It really is. The greatest motivator is success, of course. And success is manifested in so many different ways that its umbrella becomes too big to carry and eventually you just set it down on its side on the sidewalk and try to remember where you left it. Financial success is likely the greatest motivator, at least for reality television, most cinema, and commuting in a car 45 minutes each way to a job that you don’t like. But when even the possibility of financial success is removed, what’s the muse? Where’s the impetus? On the bike, with regards to racing, motivation comes from keeping the small candle burning far in the distance that illuminates the sign that reads: Pro. Pro equals success (not necessarily financial, he mentions, smugly). It comes from feeding desires, no matter how ridiculously lofty or attainable. It comes from snowboarding, blue herons, deciduous conifers, goats and other livestock, family (my sister, for example, who is a full foot shorter than I am but will likely make a bigger impact on the world than I will); the quest for gear justification, the quest for any justification, Ghostbusters, solitude, camaraderie, kittens, food and drink, health, fitness, obsession, counter culture and looking good (or saying you don’t care how you look).
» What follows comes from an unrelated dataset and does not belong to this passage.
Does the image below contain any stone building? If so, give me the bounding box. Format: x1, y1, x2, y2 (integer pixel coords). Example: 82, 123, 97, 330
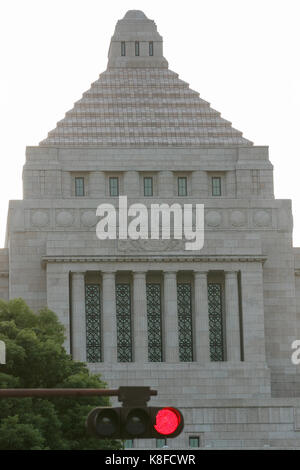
0, 10, 300, 448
It comes from everything else not mentioned but most importantly it doesn’t matter where it comes from as long as it’s there. If it’s not there then what’s the point?
I saw motivation manifested today during a beautiful sunny ride. The scene was equally motivating for me and also more than a little inspiring. To explain the scene would sound dull and overdone. To leave the canvas blank for the viewer to paint is much more effective and useful. I also saw a few of my motivators on this ride: Amy, for anything and everything, always.
Weaver for being one of my favorite people on the planet, with or without a delicious lemon scone.
A photo by Jeff Curtes hanging at the ride-start coffee shop.
The sun and its effects. Jets from Top Gun. Portland. Rolled down arm warmers. Mt. Hood for its scenery and gamble for waist deep snow.
A 16% grade for its beginning, middle and demise.
A passing group ride of other friends (including Jeremy Dunn, even though he’s something of a soft talker and sometimes I can’t hear him very well. Not your fault, buddy.). The I5 bridge slowly enlarging in my view finder as the ride comes to a close.
On a long enough scale, everything will be listed.
And to put it all into perspective, I go, as always, to Ghostbusters:
Ray Stantz (Dan Aykroyd) “Where do those stairs go?”
Peter Venkman (Bill Murray) “They go up.”